The man in charge at the time as chief executive, then chairman, was Stephen Green. When he left the bank he became Baron Green of Hurstpierpoint and, for a time, trade and investment minister for the Westminster coalition. He shares one thing with Paul Flowers. Green is also a man of the cloth, an ordained Church of England clergyman.

When Larry Summers told that IMF conference that finance is too important to be left to financiers, he didn’t go on to talk about how political power finds it harder and harder to control the increasingly frequent excesses of financial power through effective regulation. However, what he did talk about, were it to actually come to pass, has much more profound consequences for all of us and how we live our lives.

Summers talked about the prospect of what economists call “secular stagnation” becoming the new norm for much of the developed West. The old norm was to achieve a natural rate of interest, one that allows any economy to operate as near full capacity as possible (hence generating near full employment) while keeping inflation low and stable.

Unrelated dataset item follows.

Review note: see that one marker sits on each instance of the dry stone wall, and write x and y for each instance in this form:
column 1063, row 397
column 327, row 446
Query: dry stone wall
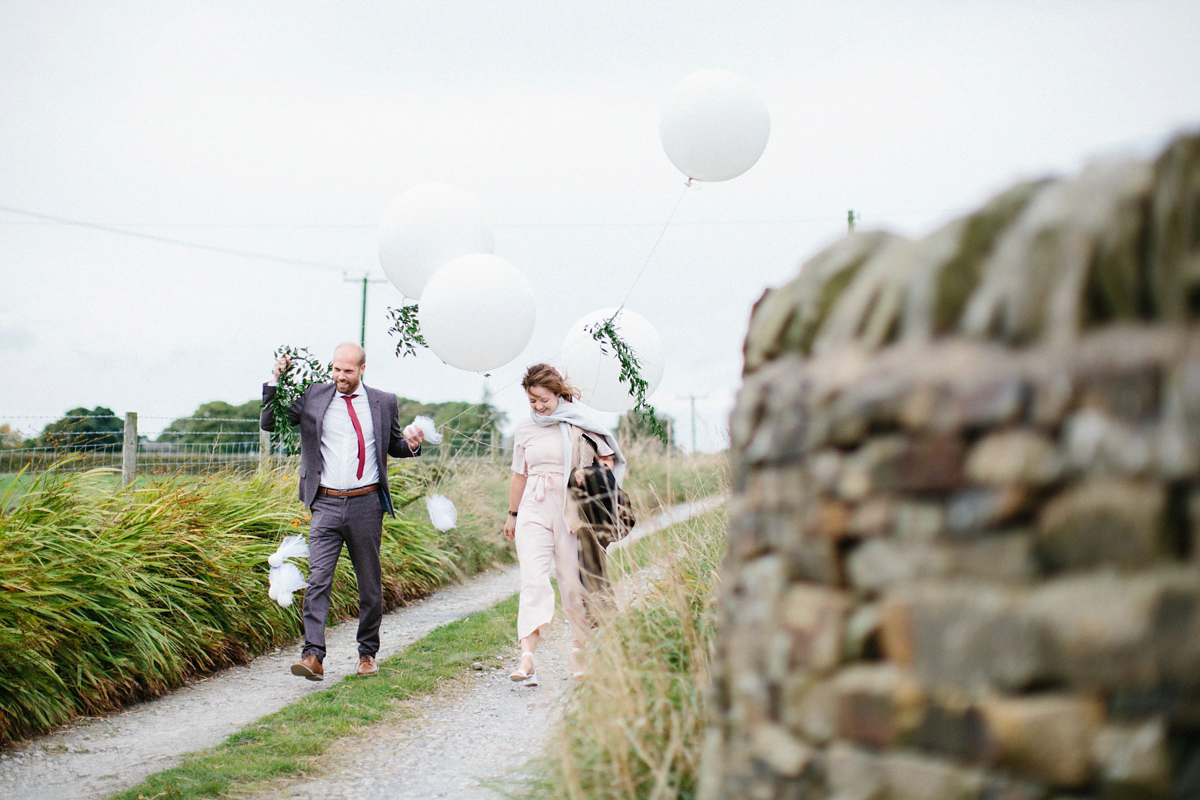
column 965, row 536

But the great crash has pushed that natural rate deep into negative territory. And, with central bank rates already near zero, what else is to be done to prevent years more of depressed growth, under-investment and ongoing public austerity? Might we all, instead of facing rock-bottom savings rates, actually be penalised for saving instead of spending?

As Paul Krugman has pointed out, this is a possible future world where “virtue becomes vice and prudence becomes folly”, where “fixating on debt and deficits deepens the depression”. If we are heading where Larry Summers fears we may be heading, might economies dependent on regularly re-occurring asset bubbles become all but inevitable?